Applying their method to the well-established FlashAttention algorithm, Zardini says that “here we’re capable of derive it, literally, on a napkin.” He then adds, “OK, possibly it’s a big napkin.” But to drive home the purpose about how much their latest approach can simplify coping with these complex algorithms, they titled their formal research paper on the work “FlashAttention on a Napkin.”

This method, Abbott says, “allows for optimization to be really quickly derived, in contrast to prevailing methods.” While they initially applied this approach to the already existing FlashAttention algorithm, thus verifying its effectiveness, “we hope to now use this language to automate the detection of improvements,” says Zardini, who along with being a principal investigator in LIDS, is the Rudge and Nancy Allen Assistant Professor of Civil and Environmental Engineering, and an affiliate faculty with the Institute for Data, Systems, and Society.

The plan is that ultimately, he says, they’ll develop the software to the purpose that “the researcher uploads their code, and with the brand new algorithm you mechanically detect what will be improved, what will be optimized, and you come back an optimized version of the algorithm to the user.”

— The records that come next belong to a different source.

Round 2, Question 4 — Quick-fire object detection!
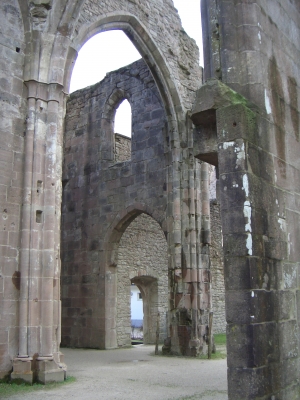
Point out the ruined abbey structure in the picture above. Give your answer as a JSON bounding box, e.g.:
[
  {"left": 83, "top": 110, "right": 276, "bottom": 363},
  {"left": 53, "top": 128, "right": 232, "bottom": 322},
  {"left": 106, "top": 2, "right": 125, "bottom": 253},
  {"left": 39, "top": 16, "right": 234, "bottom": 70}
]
[{"left": 0, "top": 0, "right": 300, "bottom": 400}]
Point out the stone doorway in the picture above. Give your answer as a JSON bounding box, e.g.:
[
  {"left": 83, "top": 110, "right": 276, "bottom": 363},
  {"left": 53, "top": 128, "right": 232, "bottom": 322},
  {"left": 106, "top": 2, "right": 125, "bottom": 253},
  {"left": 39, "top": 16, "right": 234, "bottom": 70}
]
[{"left": 116, "top": 213, "right": 168, "bottom": 347}]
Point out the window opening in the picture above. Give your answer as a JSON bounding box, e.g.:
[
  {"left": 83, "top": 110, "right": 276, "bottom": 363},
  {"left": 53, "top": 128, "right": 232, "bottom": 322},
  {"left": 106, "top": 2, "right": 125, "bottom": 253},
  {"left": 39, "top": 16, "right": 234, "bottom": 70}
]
[
  {"left": 130, "top": 283, "right": 144, "bottom": 344},
  {"left": 114, "top": 100, "right": 132, "bottom": 162},
  {"left": 70, "top": 30, "right": 141, "bottom": 93}
]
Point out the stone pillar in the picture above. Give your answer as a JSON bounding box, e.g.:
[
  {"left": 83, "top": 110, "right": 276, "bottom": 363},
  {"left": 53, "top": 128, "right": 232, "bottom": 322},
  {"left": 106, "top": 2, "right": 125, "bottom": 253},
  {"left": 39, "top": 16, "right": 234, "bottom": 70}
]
[
  {"left": 11, "top": 81, "right": 65, "bottom": 383},
  {"left": 168, "top": 115, "right": 210, "bottom": 356}
]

Along with automating algorithm optimization, Zardini notes that a sturdy evaluation of how deep-learning algorithms relate to hardware resource usage allows for systematic co-design of hardware and software. This line of labor integrates with Zardini’s concentrate on categorical co-design, which uses the tools of category theory to concurrently optimize various components of engineered systems.

Abbott says that “this whole field of optimized deep learning models, I imagine, is sort of critically unaddressed, and that’s why these diagrams are so exciting. They open the doors to a scientific approach to this problem.”

“I’m very impressed by the standard of this research. … The brand new approach to diagramming deep-learning algorithms utilized by this paper might be a really significant step,” says Jeremy Howard, founder and CEO of Answers.ai, who was not related to this work. “This paper is the primary time I’ve seen such a notation used to deeply analyze the performance of a deep-learning algorithm on real-world hardware. … The subsequent step will likely be to see whether real-world performance gains will be achieved.”

“This can be a beautifully executed piece of theoretical research, which also goals for top accessibility to uninitiated readers — a trait rarely seen in papers of this sort,” says Petar Velickovic, a senior research scientist at Google DeepMind and a lecturer at Cambridge University, who was not related to this work. These researchers, he says, “are clearly excellent communicators, and I cannot wait to see what they provide you with next!”

The brand new diagram-based language, having been posted online, has already attracted great attention and interest from software developers. A reviewer from Abbott’s prior paper introducing the diagrams noted that “The proposed neural circuit diagrams look great from an inventive standpoint (so far as I’m capable of judge this).” “It’s technical research, however it’s also flashy!” Zardini says.